The companies likely to be worst affected are those that produce popular treatments for the most common health problems – like diabetes, asthma and rheumatoid arthritis. In aggregate these weigh most heavily on budgets and so will be first in line for tough price negotiation.
It has always been difficult for pharmaceutical companies to justify the profit margins on individual drugs, but for every drug that succeeds you have to pay for many more that fail. You will have noticed that while the science behind the Covid vaccines is advanced, it is not exclusive to any one pharma company, which is why several apparently effective versions were quickly discovered. Without exclusive drugs to licence, the traditionally high margins may come under even more pressure. On the other hand, the new approach to designing treatments may mean fewer products prove to be dead ends.
Though we are cautious about Big Pharma, excitement about the scientific response to Covid does still manifest itself within our portfolios. The healthcare field where we see most dependable growth and profits is diagnostics and testing.
We like scientific equipment makers, such as Thermo Fisher and PerkinElmer, which have been beneficiaries of Covid testing. They are on higher multiples (30x and 20x historic earnings respectively and both yield a parsimonious 0.2%).
Prices have dipped recently, which some might see as a buying opportunity. Wall Street thinks Covid testing has collapsed and we will soon not need it to continue.
That feels premature – as personal experiences may confirm. Even if it is not, modern healthcare will have an increasing requirement for complex testing. We are at the beginning of a wave of new tests based on the latest breakthroughs in biochemistry and a deeper understanding of how diseases progress. People will have their whole genomes analysed to see what diseases they are likely to get, what they need to avoid and what ailments they should screen as they age.
We will see more testing within the NHS to give doctors more data, which should enable speedier, more effective diagnosis and hospital admission and reduce misdirected expenditure, treatment and time.
Though scientific supplies companies (in the main a handful of multi-nationals quoted on the US market) still look expensive, they have strong top-line growth, fat margins and a lot of repeat business. They supply the testing equipment quite cheaply to hospitals and then sell the reagents and other materials at a more comfortable margin.

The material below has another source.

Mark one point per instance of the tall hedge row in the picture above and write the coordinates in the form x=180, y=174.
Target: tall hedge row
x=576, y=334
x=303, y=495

So they are highly cash-generative.
It seems ironic that the world’s biggest pharmaceutical companies should find themselves facing the greatest pressure on pricing and profits at the point when they have best demonstrated their value to society. I have some sympathy for them. I am not sure that this price purge will be beneficial for us all in the long run, but I do not see Bernie Sanders dropping the issue easily. He has waited 30 years to tackle it, since first becoming a Representative of Vermont in 1991.
We look for tailwinds, and try to avoid headwinds. When the weather changes we may return to our favoured drug companies. For now we will stick with our emphasis on testing.
Simon Edelsten is co-manager of the Artemis Global Select Fund and the Mid Wynd International Investment Trust.